Email Signatures
November 6th, 2009 | Industry
A picture is worth a thousand words, but sometimes you don’t need a thousand words to say what you need to say.
When it comes to email signatures I can see the appeal to have your logo in there. I used to do it! I used to spend hours testing different ways of embedding the image to work with the widest range of clients possible – but it didn’t always work, and it often required the audience to “allow” images.
Only once in three years of running my own company have I earned business simply because someone liked my logo (not that it was seen by them in an email). I don’t see that adding it in the signature will add any ROI or glorious tales of victory , it could only create problems.
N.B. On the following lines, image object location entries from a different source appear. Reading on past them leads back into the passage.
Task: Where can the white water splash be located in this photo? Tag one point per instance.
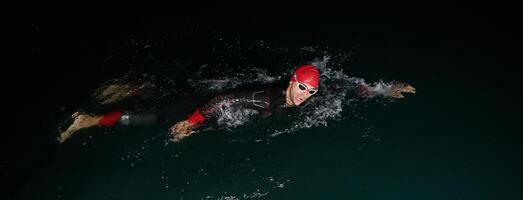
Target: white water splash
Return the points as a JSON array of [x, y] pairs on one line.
[[337, 91]]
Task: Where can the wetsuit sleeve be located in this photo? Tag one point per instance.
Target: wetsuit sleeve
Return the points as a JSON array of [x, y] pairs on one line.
[[366, 91], [207, 110], [110, 119]]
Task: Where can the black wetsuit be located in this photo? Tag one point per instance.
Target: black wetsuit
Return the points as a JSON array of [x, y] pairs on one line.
[[264, 100]]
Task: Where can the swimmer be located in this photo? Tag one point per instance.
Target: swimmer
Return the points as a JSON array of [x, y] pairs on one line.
[[268, 100]]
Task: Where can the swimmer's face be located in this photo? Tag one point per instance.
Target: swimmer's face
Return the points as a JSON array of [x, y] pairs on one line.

Look at the message you’re sending. Sometimes you only get one first impression.
Worse case scenario is the attached image will make your email look like the worst form of spam; a phishing attack. This doesn’t happen often, but one person I know (who uses Mac Mail I believe) has this routinely happen to their messages to me. If your first impression is spammy, it fails! If the user even sees it, they will associate it with the most malicious form of junk they receive.
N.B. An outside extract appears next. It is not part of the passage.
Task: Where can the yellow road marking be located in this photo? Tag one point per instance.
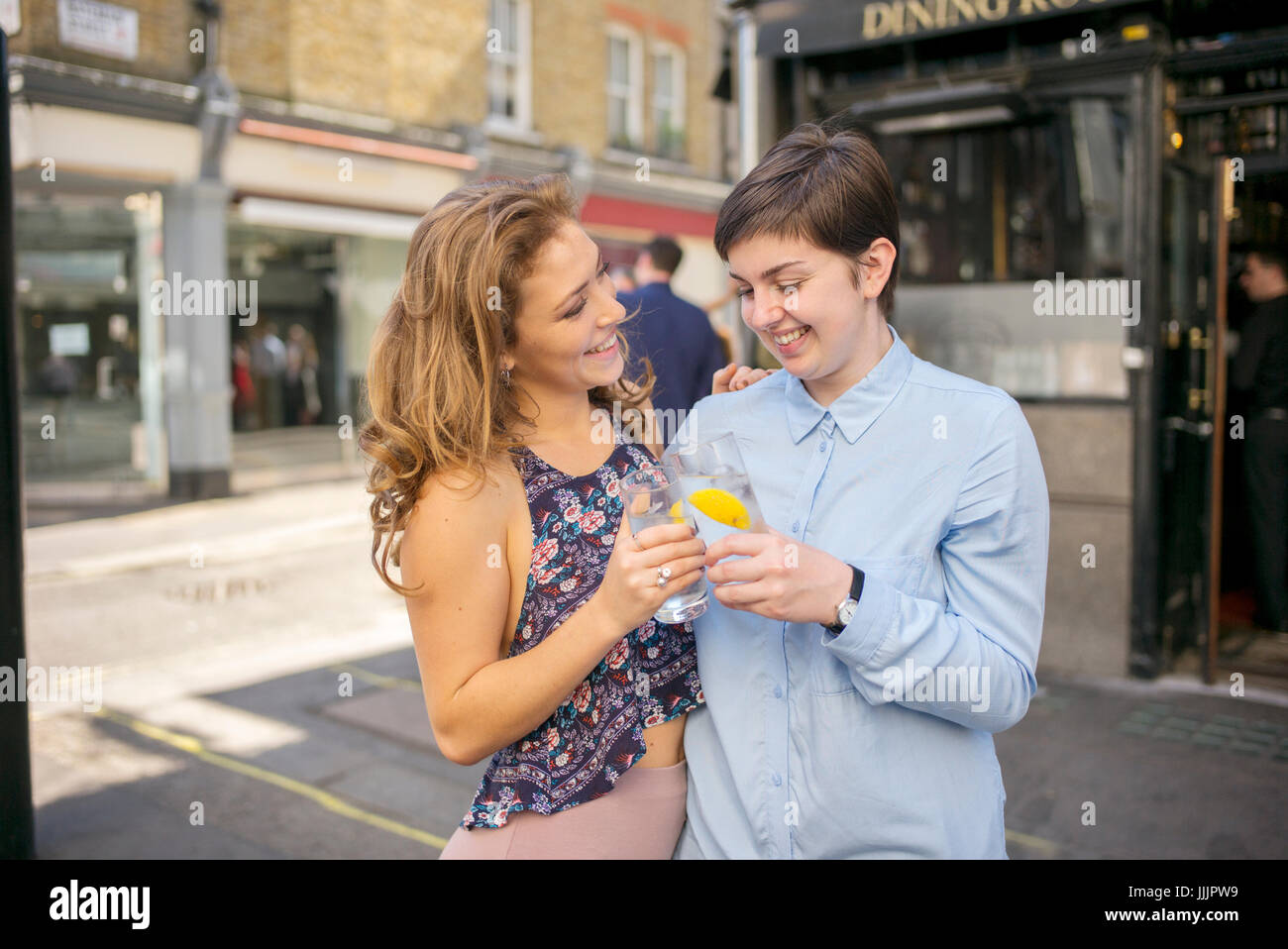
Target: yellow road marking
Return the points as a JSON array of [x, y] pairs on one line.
[[193, 746], [1025, 840]]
Obviously, the phishing phenomenon doesn’t always happen (if it did I wouldn’t have to explain the virtues of avoiding images). Images in signatures aren’t a best-practice for a couple other reasons.
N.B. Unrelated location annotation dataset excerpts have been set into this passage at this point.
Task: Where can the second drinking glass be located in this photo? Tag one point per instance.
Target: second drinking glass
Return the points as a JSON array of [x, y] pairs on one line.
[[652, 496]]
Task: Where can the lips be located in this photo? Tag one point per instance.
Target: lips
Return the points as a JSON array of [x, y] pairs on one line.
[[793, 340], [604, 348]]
• I often find myself asking “Where’s that email from so-and-so with the PDF attachment?” Suddenly the attachment icon notice is of no use, since all messages from that user have attachments. Every email I get with an image in the signature has an attachment icon because of that signature image.
• Even small images are a few kilobytes. This space ads up. If I was working in an office that enforced images in the signature I might get hundreds of inter-office emails weekly. This accumulated space leaves you stuck with a slower system, and large archives.
• Some images are too large physically. Some users might be reading your emails on mobile devices. Many signature emails are over 320px, and this will cause scrolling on most smartphones (I’ve even seen an extreme case where the signature image was 1152px which was ‘breaking’ my Gmail in my 1280px desktop browser!).
Here are some real world examples of text signatures in action from relatively big players:
Paul Boag is a popular podcaster, author, conference speaker and is a principal at Headscape.
Gary Vaynerchuk is “the wine guy”, a podcaster, social media advisor, consultant and an author
Norma is an Art Director from Henderson Bas, one of the big agencies from TO.
You’ll note they’re just simple straight up text. Text is simple and beautiful. Text readers can read them, they work the SAME way regardless of browser, OS or mail client. Text never breaks, it’s the smallest and easiest way to communicate with readers in light of so many technical obstacles that could become barriers.
9 times out of 10 email images don’t make or break the signature and can be removed with no further modification to the signature. Removing them removes clutter and gives the reader only one simple thing to read: your name, and maybe how to contact you.
Sometimes, simplicity is worth more than a thousand words.